Mozart vu par Pascal Quignard

“Mozart composait au lit. Il travaillait dès le réveil, dans le silence du matin jusqu’à dix ou onze heures. Après, il se levait, sa journée était faite, il s’apprêtait, il se frisait, il se poudrait. Sa femme Constance étant encore à dormir, il lui laissait un mot: ”Je souhaite que tu aies bien dormi, ma chérie. Prends garde de ne point prendre froid. Évite toute occasion de chagrin au  cours de la journée. Je serai à souper auprès de toi à 9 heures. Je ne vois rien de si doux que ta joue.””

( P. Quignard ”l’homme aux trois lettres” ed. Grasset  p.116 )
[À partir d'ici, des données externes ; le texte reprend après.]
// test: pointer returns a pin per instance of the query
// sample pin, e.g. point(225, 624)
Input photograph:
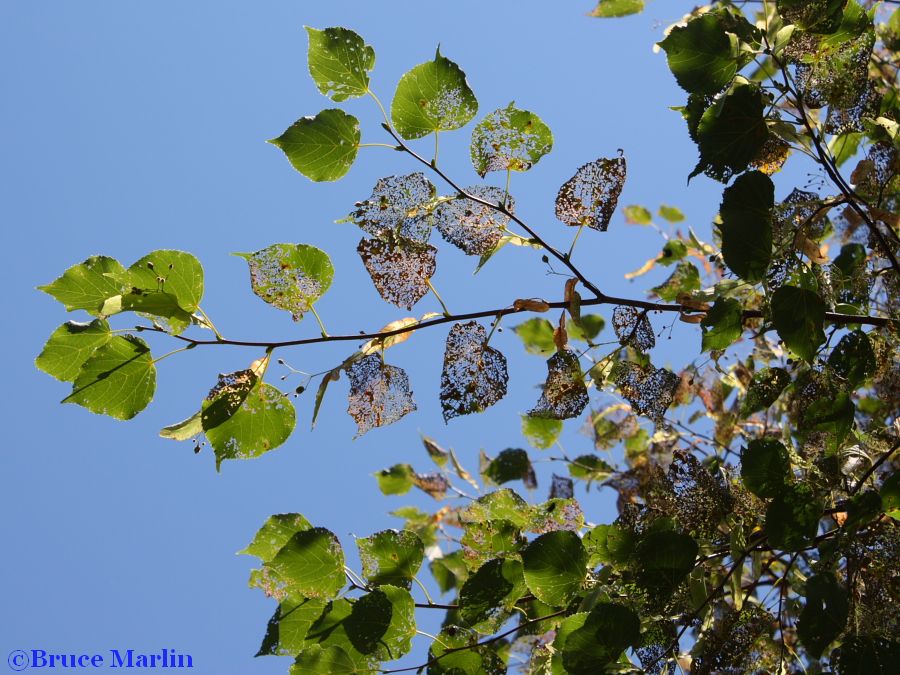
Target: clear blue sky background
point(131, 126)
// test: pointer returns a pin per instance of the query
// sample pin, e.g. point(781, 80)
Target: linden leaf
point(590, 196)
point(474, 375)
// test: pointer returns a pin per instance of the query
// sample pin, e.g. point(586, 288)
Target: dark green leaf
point(722, 325)
point(555, 566)
point(118, 379)
point(322, 148)
point(746, 227)
point(765, 467)
point(432, 97)
point(509, 139)
point(391, 557)
point(798, 315)
point(701, 54)
point(70, 346)
point(339, 62)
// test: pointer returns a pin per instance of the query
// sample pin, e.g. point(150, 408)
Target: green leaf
point(746, 227)
point(397, 480)
point(671, 213)
point(541, 432)
point(291, 277)
point(701, 55)
point(731, 133)
point(722, 325)
point(555, 566)
point(765, 388)
point(274, 534)
point(87, 285)
point(322, 148)
point(825, 614)
point(339, 62)
point(310, 564)
point(664, 559)
point(537, 336)
point(391, 557)
point(70, 346)
point(118, 379)
point(607, 9)
point(509, 139)
point(487, 597)
point(432, 97)
point(262, 422)
point(176, 273)
point(765, 467)
point(287, 629)
point(798, 315)
point(792, 518)
point(331, 660)
point(608, 630)
point(853, 358)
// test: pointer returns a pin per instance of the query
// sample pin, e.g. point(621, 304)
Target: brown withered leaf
point(633, 328)
point(649, 390)
point(562, 487)
point(399, 269)
point(379, 393)
point(399, 205)
point(474, 376)
point(590, 196)
point(473, 228)
point(565, 394)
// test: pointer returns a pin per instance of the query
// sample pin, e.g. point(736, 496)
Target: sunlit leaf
point(322, 148)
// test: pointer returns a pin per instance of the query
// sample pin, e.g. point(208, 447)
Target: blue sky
point(134, 126)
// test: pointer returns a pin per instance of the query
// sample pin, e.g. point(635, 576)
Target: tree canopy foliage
point(756, 531)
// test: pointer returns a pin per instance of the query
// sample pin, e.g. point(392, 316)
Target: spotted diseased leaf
point(391, 557)
point(263, 420)
point(339, 62)
point(701, 55)
point(118, 379)
point(87, 285)
point(290, 276)
point(564, 393)
point(590, 196)
point(399, 269)
point(322, 148)
point(730, 133)
point(799, 316)
point(649, 390)
point(509, 139)
point(765, 388)
point(70, 346)
point(633, 328)
point(474, 375)
point(474, 228)
point(510, 464)
point(432, 97)
point(379, 394)
point(399, 206)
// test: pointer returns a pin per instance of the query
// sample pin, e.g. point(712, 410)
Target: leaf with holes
point(509, 139)
point(399, 269)
point(339, 62)
point(474, 228)
point(118, 379)
point(590, 196)
point(322, 148)
point(432, 97)
point(379, 394)
point(291, 277)
point(564, 394)
point(474, 375)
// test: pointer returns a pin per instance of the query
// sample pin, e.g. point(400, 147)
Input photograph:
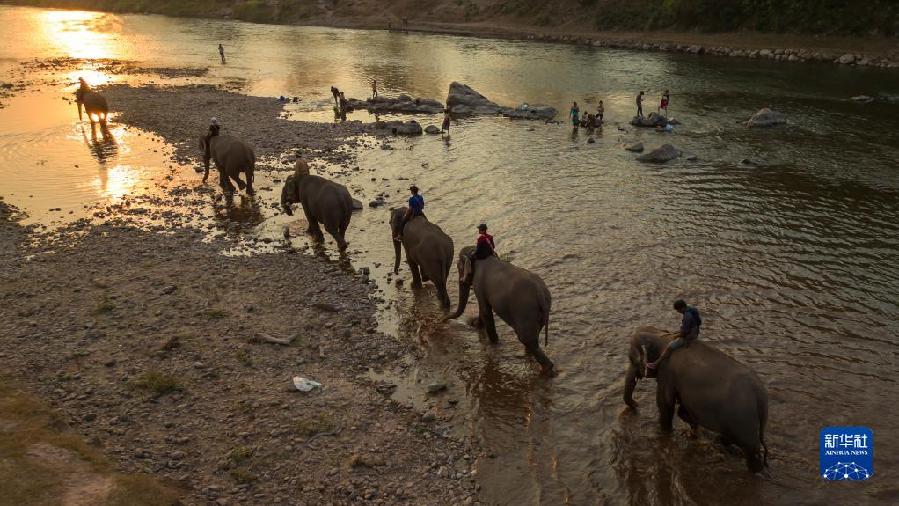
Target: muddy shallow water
point(793, 258)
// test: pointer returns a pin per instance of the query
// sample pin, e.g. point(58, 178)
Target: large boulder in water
point(402, 104)
point(766, 118)
point(651, 121)
point(526, 111)
point(662, 154)
point(464, 100)
point(400, 127)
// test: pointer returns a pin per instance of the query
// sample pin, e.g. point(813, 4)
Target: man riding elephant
point(689, 331)
point(416, 208)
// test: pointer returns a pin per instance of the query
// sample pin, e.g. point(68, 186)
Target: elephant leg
point(250, 190)
point(485, 314)
point(334, 231)
point(443, 295)
point(665, 403)
point(236, 177)
point(416, 273)
point(226, 185)
point(529, 335)
point(685, 416)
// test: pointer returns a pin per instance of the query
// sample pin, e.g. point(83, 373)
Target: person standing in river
point(663, 104)
point(689, 331)
point(446, 121)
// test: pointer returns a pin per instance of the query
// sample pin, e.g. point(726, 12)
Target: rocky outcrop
point(526, 111)
point(400, 127)
point(766, 118)
point(662, 154)
point(403, 104)
point(463, 100)
point(651, 121)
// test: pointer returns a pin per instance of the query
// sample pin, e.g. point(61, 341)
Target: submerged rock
point(402, 103)
point(662, 154)
point(651, 121)
point(766, 118)
point(400, 127)
point(526, 111)
point(462, 99)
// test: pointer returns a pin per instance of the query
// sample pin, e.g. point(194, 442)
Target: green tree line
point(845, 17)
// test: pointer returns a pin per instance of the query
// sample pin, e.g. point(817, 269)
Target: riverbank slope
point(865, 30)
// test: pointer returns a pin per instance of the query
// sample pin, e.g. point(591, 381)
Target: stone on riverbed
point(402, 103)
point(663, 154)
point(463, 100)
point(766, 118)
point(651, 121)
point(526, 111)
point(400, 127)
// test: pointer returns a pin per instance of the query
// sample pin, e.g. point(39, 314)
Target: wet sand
point(148, 343)
point(154, 346)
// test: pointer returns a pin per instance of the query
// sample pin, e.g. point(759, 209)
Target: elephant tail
point(763, 420)
point(545, 330)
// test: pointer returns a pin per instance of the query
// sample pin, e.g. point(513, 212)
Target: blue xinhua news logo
point(847, 453)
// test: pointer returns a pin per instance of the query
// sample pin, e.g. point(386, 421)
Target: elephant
point(709, 388)
point(429, 251)
point(323, 201)
point(232, 156)
point(517, 295)
point(94, 105)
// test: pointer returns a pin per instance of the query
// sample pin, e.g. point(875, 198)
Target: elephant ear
point(302, 168)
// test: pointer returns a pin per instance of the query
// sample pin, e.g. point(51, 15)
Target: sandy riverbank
point(151, 344)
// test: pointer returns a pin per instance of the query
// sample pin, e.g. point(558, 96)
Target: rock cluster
point(401, 104)
point(766, 118)
point(463, 100)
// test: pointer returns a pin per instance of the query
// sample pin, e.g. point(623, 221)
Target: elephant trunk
point(285, 203)
point(464, 290)
point(630, 382)
point(397, 255)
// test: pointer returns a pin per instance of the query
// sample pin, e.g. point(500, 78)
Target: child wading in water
point(663, 105)
point(445, 126)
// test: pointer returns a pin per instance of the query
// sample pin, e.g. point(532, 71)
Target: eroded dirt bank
point(149, 345)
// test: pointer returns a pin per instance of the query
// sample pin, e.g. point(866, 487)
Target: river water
point(793, 259)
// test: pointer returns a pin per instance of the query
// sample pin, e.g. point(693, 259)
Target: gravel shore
point(152, 346)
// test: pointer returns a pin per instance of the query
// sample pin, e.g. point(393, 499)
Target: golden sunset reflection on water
point(81, 34)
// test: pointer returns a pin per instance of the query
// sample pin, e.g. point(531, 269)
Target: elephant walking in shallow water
point(323, 201)
point(517, 295)
point(429, 251)
point(708, 388)
point(94, 105)
point(232, 156)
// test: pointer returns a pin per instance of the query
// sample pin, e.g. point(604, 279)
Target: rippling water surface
point(793, 258)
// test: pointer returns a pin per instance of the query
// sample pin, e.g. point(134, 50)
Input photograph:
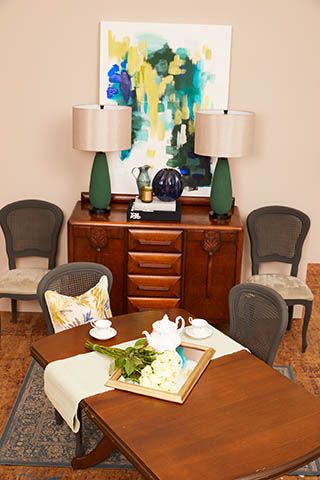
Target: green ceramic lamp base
point(221, 191)
point(100, 188)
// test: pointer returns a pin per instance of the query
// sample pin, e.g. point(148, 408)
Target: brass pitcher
point(142, 178)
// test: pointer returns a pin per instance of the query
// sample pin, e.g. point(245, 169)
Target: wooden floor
point(15, 340)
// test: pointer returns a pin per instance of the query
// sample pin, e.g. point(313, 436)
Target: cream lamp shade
point(223, 134)
point(220, 134)
point(98, 129)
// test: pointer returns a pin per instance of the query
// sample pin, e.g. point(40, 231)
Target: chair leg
point(14, 310)
point(290, 315)
point(80, 451)
point(59, 419)
point(307, 315)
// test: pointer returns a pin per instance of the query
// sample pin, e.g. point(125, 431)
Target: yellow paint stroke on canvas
point(117, 49)
point(196, 57)
point(191, 127)
point(207, 52)
point(177, 117)
point(175, 66)
point(185, 108)
point(136, 58)
point(151, 153)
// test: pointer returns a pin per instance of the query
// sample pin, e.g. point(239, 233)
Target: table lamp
point(223, 134)
point(100, 129)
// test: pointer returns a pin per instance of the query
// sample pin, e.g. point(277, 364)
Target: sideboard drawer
point(153, 286)
point(154, 263)
point(155, 240)
point(137, 304)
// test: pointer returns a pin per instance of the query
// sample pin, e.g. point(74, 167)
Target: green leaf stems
point(130, 360)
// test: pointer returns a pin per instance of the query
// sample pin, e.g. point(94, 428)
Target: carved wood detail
point(98, 238)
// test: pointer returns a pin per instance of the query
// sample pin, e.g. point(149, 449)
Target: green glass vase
point(221, 190)
point(100, 188)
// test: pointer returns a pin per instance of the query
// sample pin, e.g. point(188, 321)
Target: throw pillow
point(67, 312)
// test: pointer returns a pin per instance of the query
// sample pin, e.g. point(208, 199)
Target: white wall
point(49, 54)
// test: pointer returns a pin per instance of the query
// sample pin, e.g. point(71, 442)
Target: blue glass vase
point(167, 184)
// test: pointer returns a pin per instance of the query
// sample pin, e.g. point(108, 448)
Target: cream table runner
point(68, 381)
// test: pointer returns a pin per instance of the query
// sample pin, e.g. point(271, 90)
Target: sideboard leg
point(97, 455)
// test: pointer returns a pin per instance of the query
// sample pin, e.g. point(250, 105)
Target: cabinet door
point(105, 245)
point(209, 273)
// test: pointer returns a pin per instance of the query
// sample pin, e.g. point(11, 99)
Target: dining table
point(242, 419)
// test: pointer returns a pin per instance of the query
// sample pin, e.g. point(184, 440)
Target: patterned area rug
point(32, 438)
point(313, 468)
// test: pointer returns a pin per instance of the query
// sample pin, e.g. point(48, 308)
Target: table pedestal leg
point(97, 455)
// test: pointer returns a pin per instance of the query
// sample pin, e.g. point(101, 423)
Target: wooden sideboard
point(190, 264)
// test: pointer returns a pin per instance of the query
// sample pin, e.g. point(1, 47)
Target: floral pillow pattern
point(67, 312)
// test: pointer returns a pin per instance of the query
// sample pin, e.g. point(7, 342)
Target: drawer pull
point(164, 243)
point(153, 288)
point(155, 265)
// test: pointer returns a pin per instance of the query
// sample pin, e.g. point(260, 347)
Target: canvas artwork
point(165, 72)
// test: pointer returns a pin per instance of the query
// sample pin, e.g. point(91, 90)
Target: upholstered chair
point(258, 319)
point(277, 234)
point(31, 229)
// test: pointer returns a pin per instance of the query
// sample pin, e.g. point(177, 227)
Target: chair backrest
point(258, 319)
point(277, 234)
point(31, 228)
point(71, 279)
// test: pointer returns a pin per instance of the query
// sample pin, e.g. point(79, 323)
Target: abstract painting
point(165, 72)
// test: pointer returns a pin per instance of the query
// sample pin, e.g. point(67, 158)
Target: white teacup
point(102, 326)
point(199, 325)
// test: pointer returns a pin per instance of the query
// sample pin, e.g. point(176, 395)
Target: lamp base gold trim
point(99, 211)
point(219, 216)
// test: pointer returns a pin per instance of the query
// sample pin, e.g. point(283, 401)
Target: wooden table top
point(243, 420)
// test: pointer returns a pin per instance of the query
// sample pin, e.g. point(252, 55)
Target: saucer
point(112, 333)
point(207, 332)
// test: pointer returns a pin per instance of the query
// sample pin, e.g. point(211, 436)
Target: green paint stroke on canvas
point(155, 80)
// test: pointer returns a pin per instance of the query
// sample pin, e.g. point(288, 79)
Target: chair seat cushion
point(67, 312)
point(290, 288)
point(21, 281)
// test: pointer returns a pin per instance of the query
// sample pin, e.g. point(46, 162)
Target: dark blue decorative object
point(167, 184)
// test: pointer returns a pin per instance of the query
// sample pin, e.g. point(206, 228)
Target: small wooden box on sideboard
point(190, 264)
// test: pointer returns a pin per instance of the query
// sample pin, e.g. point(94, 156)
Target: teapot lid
point(164, 324)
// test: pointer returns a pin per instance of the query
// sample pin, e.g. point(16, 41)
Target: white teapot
point(166, 335)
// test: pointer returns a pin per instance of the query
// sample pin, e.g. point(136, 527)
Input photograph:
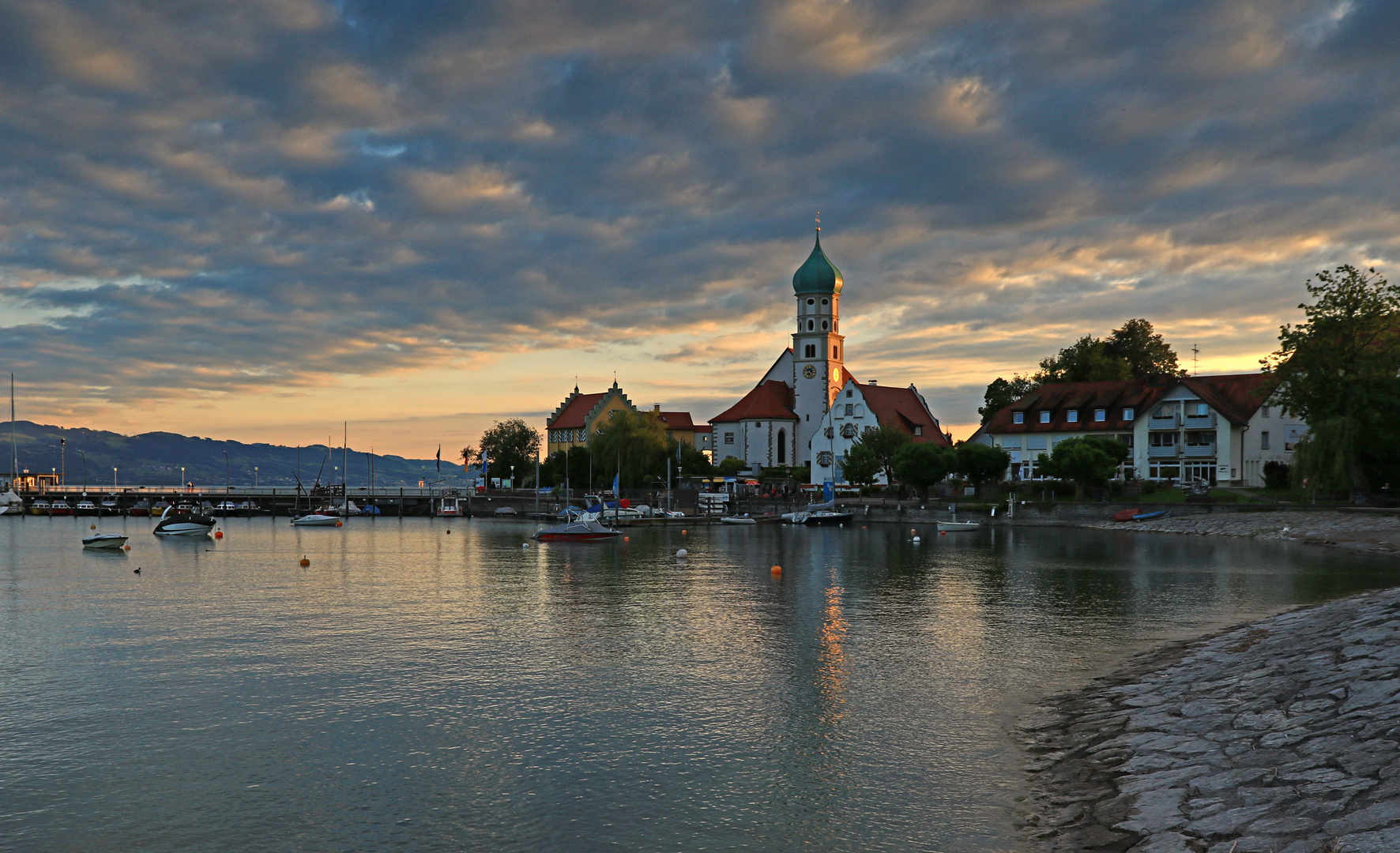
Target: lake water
point(424, 690)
Prodigieux érudit, Pascal Quignard est aussi un styliste hors pair. Sans doute l’écrivain le plus cultivé de France, il sait varier les approches comme on le voit ici, mêlant l’anecdote à la profonde connaissance des génies du passé. Je ne cesse de le lire et de le relire; il est un enrichissement permanent pour notre plus grand plaisir. Il paraît tant de livres que nous ne mesurons pas la chance d’avoir Pascal Quignard bien vivant, écrivant, parmi nous.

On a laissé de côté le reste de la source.